Carte thermique de Genève en été à l’horizon 2020-2049 | SITG

Fournaise en ville, quelles solutions pour quelques degrés de moins?

60% de la population sera urbaine à l'horizon 2030. Mais avec le changement climatique, les températures estivales des villes tempérées tutoient désormais celles des déserts du Far West. Quelles solutions pour rafraîchir ces rues en surchauffe? Comment perdre quelques précieux degrés? Tour d'horizon... et avantage aux low techs.

Avec les canicules, nos étés sont devenus meurtriers. Rien qu’en 2015, deuxième été le plus chaud de Suisse, 800 personnes sont décédées des suites des fortes températures, selon MétéoSuisse. La plupart étaient des personnes âgées vivant en ville. Car villes et campagnes ne sont pas égales: dans les cités denses et peu végétalisées, le rayonnement solaire est emmagasiné par des matériaux qui stockent la chaleur, comme le béton, le ciment ou l’asphalte, et la restituent la nuit, lorsque la température ambiante diminue. Résultat: les températures nocturnes ne peuvent baisser suffisamment, et rebelote le jour suivant. La fournaise s’installe.

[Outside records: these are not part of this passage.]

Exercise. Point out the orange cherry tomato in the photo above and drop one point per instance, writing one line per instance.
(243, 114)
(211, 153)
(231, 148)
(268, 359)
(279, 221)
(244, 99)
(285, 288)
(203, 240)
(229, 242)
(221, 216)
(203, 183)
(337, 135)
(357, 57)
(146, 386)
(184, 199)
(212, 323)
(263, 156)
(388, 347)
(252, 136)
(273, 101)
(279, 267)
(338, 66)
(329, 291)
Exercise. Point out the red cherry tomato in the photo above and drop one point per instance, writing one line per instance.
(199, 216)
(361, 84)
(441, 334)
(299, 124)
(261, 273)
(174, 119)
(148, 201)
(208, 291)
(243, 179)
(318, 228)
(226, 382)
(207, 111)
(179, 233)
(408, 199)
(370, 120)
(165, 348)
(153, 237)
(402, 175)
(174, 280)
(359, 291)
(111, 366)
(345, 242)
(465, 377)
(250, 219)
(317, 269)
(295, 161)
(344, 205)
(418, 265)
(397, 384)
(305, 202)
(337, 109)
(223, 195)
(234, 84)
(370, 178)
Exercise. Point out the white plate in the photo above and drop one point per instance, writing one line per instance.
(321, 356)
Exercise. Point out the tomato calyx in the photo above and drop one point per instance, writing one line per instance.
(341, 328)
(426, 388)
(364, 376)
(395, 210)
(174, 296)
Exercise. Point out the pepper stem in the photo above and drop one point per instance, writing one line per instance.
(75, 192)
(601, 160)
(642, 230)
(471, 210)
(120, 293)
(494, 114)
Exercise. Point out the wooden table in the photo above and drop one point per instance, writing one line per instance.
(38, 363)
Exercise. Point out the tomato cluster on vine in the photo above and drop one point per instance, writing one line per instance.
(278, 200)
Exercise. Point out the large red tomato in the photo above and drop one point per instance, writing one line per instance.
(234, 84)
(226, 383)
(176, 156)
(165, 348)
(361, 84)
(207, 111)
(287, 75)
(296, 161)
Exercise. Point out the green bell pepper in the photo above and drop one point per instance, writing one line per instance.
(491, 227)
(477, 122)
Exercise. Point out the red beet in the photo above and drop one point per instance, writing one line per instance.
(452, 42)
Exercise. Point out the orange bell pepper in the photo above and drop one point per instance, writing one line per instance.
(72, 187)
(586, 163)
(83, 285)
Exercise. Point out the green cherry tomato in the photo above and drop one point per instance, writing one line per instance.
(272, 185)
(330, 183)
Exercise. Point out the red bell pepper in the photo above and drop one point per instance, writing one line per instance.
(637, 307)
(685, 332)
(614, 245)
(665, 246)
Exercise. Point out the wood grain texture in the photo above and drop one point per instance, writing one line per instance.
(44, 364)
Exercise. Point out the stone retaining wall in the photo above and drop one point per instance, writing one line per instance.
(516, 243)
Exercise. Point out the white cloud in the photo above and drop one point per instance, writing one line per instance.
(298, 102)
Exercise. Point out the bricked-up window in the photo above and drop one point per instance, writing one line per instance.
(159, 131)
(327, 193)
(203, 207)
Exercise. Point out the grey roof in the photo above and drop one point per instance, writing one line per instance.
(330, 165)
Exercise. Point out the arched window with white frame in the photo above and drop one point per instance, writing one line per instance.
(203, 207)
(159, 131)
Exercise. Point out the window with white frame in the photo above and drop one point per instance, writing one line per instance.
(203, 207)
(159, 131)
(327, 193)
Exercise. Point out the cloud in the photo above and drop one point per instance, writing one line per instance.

Le phénomène porte un nom: îlot de chaleur urbain (ICU). C’est à Luke Howard, un pharmacien britannique féru de météorologie du 19e siècle, également connu pour ses contributions à la nomenclature moderne des nuages, qu’on doit sa découverte. Le savant a consacré des années entières à relever les températures à Londres, sa banlieue et sa campagne. Le constat: les villes sont plus chaudes, un effet d’autant plus prononcé la nuit. Autrement dit, les villes, par leur étendue, leur densité et leurs activités — à l’époque de Howard, l’industrie et le chauffage domestique, aujourd’hui, les véhicules motorisés et les climatiseurs— ont accidentellement créé leurs propres microclimats.